Eric Adams, a man who prides himself on bringing some “swagger” back to the New York City mayoral office, has seemingly made good on his promise. Near the end of November, Mayor Adams announced a plan to involuntarily commit homeless people to mental institutions. This is just another step in the ever-increasing power of the carceral state.
As more and more people become aware of the carceral state and the way it employs law enforcement in service, rebellions against police brutality and its harmful effects increased in the late 2010s and early 2020s. What isn’t known, however, is the way law enforcement and other organs of the carceral state weaponize involuntary commitment in order to punish people of color, especially if they are Black, in disproportionate numbers.
In 2020 in Florida, a tragic case involving a 6-year-old girl falling victim to the state’s Baker Act made headlines. This Act, employed to involuntarily commit individuals for 72 hours, was weaponized to traumatize an innocent child, who was trying to get an education, leaving her with a psychological scar that will likely never heal. A similar incident happened to a 6-year-old boy in 2022.
What makes the 2020 incident even more heartbreaking is that this girl was Black and had autism. Her traumatic experiences were indicative of the way children of color are treated, not only by law enforcement but by the same mental health system that purports to “make a difference.”
The terror of involuntary commitment Black people often face harms far more people than it claims to help.
Hitting close to home
Involuntary commitment has impacted someone I know. A while ago, a victim of sexual assault in school and being demonized and blamed for it by teachers and counselors, they decided to run away from home in order to spare their family the shame and embarrassment.

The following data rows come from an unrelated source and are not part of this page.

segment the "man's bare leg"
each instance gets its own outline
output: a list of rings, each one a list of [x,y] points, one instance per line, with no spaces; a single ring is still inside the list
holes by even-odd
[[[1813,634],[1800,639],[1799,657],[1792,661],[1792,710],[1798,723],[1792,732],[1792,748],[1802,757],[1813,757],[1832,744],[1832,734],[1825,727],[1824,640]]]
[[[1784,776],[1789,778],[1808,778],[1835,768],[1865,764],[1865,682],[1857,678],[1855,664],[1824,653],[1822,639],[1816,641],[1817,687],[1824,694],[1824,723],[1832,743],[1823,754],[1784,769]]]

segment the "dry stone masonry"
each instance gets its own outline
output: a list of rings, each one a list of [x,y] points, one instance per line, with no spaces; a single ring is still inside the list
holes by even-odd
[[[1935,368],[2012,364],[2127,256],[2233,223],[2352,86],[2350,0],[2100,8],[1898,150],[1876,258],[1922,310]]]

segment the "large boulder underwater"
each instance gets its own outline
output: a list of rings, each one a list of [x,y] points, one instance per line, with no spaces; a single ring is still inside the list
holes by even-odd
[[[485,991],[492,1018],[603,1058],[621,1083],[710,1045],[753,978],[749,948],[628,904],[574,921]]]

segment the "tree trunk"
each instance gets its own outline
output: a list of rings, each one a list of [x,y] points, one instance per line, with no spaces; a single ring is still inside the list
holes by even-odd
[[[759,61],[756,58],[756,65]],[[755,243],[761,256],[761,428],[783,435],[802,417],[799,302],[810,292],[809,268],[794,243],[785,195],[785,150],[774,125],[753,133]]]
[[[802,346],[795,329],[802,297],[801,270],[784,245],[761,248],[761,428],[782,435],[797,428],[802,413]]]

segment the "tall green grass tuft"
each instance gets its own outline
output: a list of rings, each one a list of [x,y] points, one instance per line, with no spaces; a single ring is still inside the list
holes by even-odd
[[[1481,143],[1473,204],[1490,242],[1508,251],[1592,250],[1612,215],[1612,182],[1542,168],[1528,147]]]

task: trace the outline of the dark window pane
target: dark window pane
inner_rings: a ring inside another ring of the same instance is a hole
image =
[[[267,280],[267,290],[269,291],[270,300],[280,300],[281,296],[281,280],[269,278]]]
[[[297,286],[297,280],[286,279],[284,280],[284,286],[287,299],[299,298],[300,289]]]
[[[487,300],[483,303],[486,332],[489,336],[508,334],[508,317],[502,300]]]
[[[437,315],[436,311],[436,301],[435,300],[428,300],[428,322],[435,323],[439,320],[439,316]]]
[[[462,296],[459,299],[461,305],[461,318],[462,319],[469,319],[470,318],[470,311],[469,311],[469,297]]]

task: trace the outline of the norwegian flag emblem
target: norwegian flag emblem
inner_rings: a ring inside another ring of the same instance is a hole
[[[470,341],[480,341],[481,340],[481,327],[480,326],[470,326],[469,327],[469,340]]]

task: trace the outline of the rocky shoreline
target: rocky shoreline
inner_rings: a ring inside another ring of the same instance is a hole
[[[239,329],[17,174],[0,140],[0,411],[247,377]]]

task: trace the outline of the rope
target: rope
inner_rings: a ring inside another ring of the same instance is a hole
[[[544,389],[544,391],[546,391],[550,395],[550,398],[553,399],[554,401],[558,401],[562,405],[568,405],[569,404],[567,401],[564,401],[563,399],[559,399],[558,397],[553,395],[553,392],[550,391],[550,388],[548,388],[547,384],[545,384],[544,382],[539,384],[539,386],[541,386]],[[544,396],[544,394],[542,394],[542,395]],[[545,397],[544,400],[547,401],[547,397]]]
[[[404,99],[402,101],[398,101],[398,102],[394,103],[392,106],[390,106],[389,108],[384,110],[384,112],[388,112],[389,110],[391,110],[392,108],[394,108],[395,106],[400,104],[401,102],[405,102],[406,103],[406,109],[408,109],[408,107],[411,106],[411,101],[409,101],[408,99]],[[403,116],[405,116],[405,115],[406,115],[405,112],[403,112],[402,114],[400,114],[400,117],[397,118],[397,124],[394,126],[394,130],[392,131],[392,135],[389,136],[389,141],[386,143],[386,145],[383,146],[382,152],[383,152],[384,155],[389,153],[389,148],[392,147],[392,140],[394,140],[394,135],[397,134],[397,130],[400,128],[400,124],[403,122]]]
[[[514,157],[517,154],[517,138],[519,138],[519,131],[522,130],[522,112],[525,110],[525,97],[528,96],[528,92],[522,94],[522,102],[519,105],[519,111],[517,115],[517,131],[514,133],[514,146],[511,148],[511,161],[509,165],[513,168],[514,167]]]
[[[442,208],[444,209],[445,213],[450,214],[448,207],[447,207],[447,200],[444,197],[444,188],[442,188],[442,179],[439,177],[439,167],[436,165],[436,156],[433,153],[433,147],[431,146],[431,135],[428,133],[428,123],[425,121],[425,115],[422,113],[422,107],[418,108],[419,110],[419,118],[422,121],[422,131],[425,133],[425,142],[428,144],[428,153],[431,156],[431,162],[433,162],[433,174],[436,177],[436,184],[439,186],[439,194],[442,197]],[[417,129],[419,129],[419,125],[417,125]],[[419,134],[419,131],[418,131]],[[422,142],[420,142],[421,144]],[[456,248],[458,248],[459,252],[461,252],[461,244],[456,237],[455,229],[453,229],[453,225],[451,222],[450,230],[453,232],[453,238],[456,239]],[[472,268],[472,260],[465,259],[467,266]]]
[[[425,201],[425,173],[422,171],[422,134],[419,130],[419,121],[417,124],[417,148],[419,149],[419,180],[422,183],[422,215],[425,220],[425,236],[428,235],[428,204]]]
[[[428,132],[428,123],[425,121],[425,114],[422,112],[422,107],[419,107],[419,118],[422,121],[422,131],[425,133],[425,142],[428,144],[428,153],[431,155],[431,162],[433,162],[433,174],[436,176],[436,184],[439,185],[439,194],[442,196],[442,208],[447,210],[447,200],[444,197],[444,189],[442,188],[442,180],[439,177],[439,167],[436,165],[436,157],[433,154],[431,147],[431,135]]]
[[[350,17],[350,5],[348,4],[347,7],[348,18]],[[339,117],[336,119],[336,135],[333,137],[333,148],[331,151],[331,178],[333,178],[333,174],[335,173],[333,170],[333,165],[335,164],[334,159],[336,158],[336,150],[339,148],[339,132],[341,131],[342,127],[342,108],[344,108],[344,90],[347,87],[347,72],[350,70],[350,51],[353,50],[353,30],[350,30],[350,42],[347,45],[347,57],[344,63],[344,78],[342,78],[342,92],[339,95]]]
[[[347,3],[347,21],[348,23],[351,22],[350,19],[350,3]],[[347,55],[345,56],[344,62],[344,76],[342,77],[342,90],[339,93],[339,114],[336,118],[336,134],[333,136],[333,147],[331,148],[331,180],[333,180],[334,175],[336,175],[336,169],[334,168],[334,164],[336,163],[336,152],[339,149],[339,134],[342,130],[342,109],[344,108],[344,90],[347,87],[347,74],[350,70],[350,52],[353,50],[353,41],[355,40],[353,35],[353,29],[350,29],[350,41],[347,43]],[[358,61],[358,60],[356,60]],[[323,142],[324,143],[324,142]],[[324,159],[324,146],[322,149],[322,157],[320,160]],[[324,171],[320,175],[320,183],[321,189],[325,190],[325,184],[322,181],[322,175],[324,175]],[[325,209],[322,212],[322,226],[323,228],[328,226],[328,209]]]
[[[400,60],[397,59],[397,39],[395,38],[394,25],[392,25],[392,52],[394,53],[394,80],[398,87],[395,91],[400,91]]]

Being underage and not being able to acquire a job, they asked for food stamps, naively thinking they would get them. What followed was a campaign of “gaslighting,” coercion and psychological subterfuge to find any reason or excuse to involuntarily commit them into a psychological institution.
This went as far as violating the rights of their family in order to “secure custody,” in order to ship them off into an institution where they had to endure months of more sexual abuse, lies and manipulation, all the while being force-fed multiple antidepressants against their will.
Looking back, they did not perceive it as helpful and beneficial in any way, shape or form. And as a matter of fact, they still suffer from PTSD as a result of having had their civil rights violated in despicable and unnecessary acts.
And they are not alone in experiencing this. People institutionalized against their will report not being helped or comforted but rather being violated, abused and manipulated by the “treatment” they received in inpatient mental health clinics. Which begs the question: What’s the purpose of taking people and stripping them of their rights and their autonomy?
Punishing children, activists
The purpose is to demonize and further oppress marginalized people who are the most vulnerable. There have been numerous reports and stories about involuntary commitment being used on people of color. What is more horrifying is that disabled and neurodivergent people are frequent victims of involuntary hospitalization. The aforementioned case of the 6-year-old with autism is an indicator of how the system treats neurodivergent children.
Children on the spectrum are up to six times more likely to be institutionalized than children who are not on the spectrum. (National Library of Medicine) And this is happening as neoliberal-influenced school districts across the country are gutting funding for “special education” programs.
Beyond targeting vulnerable people, involuntary hospitalization has been used as a tool of power to disarm and silence dissenters who have either rebelled against the U.S. capitalism paradigm or fought for racial equality.
During the Sanco and Vanzetti trials of the 1920s, when two Italian immigrant anarchist activists were executed following a sham of a trial, a young activist named Aurora D’Angelo was forced into a mental asylum for protesting the injustice.
In 1958, Pastor Clennon King, registered as a student at the University of Mississippi, was sent to a mental institution, because, according to the Jim Crow laws of the time, “only insanity could make a Black man think he could apply to the university.” (reddit.com)
Imagine anyone thinking that pursuing a higher education renders you a threat to yourself and others around you!
With the wave of anti-LGBTQ2S+ laws sweeping the country and the persistent demonization of trans people in the media, anyone who challenges the patriarchal cultural paradigm in any way, shape or form is especially in danger of being committed in today’s political climate.
One cannot go one second without hearing a “talking head” on the news ramble on about how “gender ideologists” are “mentally ill and corrupting the youth.” This pontification will likely lead to trans people bearing the brunt of what will likely be increasingly draconian institutionalization laws.
Combine this with the fact that transgender individuals are more likely to be homeless than other populations, the target on their backs will be even bigger, including in Adams’ New York City.
Involuntary hospitalization is seldom talked about as a violation of a person’s humanity, but it is another form of violence as police brutality. It is time to bring this inhumane practice into the spotlight and call it out for what it is: another form of repression.